I have a feeling that I'm missing something simple.  Anyone see what it could be?

Thanks,

Matt

----------

## bluz

That's weird that the tunnel times out without any error messages at all.  The errors for pptp are actually in the syslog file.  

The other thing you can do is run pptp from the command line with the debug option, such as:

pptp <host> debug

This will dump each packet to the log file so you can see why it's not connecting.  If it's timing out, it could be that the other side is resetting the tunnel due to a misconfiguration.

Good luck!

BLUz

----------

## tgnb

I followed rob_94110's instructions and with some modifications got it working  :Smile:  (well kinda, I can connect but now only have to figure out the correct routing during the tunnel setup)

Here are the updated instructions:

I emerged ppp, pptpclient and already had gentoo-sources

After emerging ppp I fixed the permissions of the /etc/modules.d/ppp file because they were set wrong after emerging and that would cause update-modules to fail (as mentioned here https://forums.gentoo.org/viewtopic.php?t=23180).

```
# ls cd /etc/modules.d/

#chmod 0644 ppp
```

I downloaded linux-2.4.19-openssl-0.9.6b-mppe.patch.gz from ftp://planetmirror.com/pub/mppe/

as it is newer than the one rob_94110 had mentioned.

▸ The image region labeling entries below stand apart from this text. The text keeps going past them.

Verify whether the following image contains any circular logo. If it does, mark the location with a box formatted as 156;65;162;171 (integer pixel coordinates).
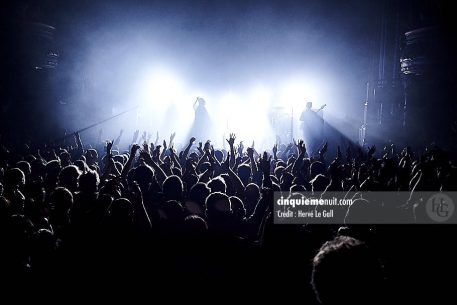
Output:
425;193;455;222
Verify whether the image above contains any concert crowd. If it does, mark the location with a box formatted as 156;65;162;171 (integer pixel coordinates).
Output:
0;131;457;304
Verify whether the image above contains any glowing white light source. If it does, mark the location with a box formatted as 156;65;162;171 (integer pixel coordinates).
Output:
280;80;321;110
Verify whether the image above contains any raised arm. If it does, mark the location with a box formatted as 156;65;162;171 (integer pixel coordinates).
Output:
121;144;140;180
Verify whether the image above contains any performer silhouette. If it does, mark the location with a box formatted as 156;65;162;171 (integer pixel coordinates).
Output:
300;102;326;154
191;97;213;141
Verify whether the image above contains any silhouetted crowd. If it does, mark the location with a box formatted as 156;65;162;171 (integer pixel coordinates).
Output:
0;131;457;304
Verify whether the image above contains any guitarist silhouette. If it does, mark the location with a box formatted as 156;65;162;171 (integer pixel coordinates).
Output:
300;102;327;154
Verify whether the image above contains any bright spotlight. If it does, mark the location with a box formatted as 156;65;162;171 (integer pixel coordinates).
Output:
280;80;321;110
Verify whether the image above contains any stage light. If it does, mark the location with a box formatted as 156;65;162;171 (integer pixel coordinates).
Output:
279;79;321;111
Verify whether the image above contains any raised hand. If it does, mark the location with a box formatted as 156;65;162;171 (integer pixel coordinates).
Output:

I applied the patch to the kernel.

```
# cd /usr/src/linux

# patch -p1 < /path/to/extracted/patchfile.patch

```

I tried compiling the ppp support stuff statically into the kernel first but that didnt work. 

I didnt get any compilation errors in ppp_mppe.c (i think) so i didnt edit it as suggested in the post, when compiling the ppp support as modules.

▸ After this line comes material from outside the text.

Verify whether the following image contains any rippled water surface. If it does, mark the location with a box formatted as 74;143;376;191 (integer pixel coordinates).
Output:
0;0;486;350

I added the alias line into /etc/modules.d/ppp

```
alias ppp-compress-18   ppp_mppe
```

I then ran update-modules again

I booted with the newly compiled kernel and used pptp-command to set up the CHAP secrets and the tunnel and am able to connect.

---

Although I am connected, I still have some routing problems to figure out, but ifconfig now shows my new networking device  :Smile: 

hope this helps someone

----------

## bluz

Hey tgnb, 

Congrats on getting the pptp connection working.  As far as the routing line goes, i don't think they've fixed that yet?  Last I heard you had to either script it yourself to add the routes or you could just manually add them.  I do the latter. 

So if the pptp connection gives me 192.168.1.44, i would add to my route

route add -net 192.168.1.0/24 gw 192.168.1.44

Bluz

----------

## tgnb

heh thanks bluz for the routing tip

my situation was slightly different but got it working thanks to your help  :Smile: 

I noticed also that over at the pptp homepage they have some new docs on routing to establish a site to site vpn.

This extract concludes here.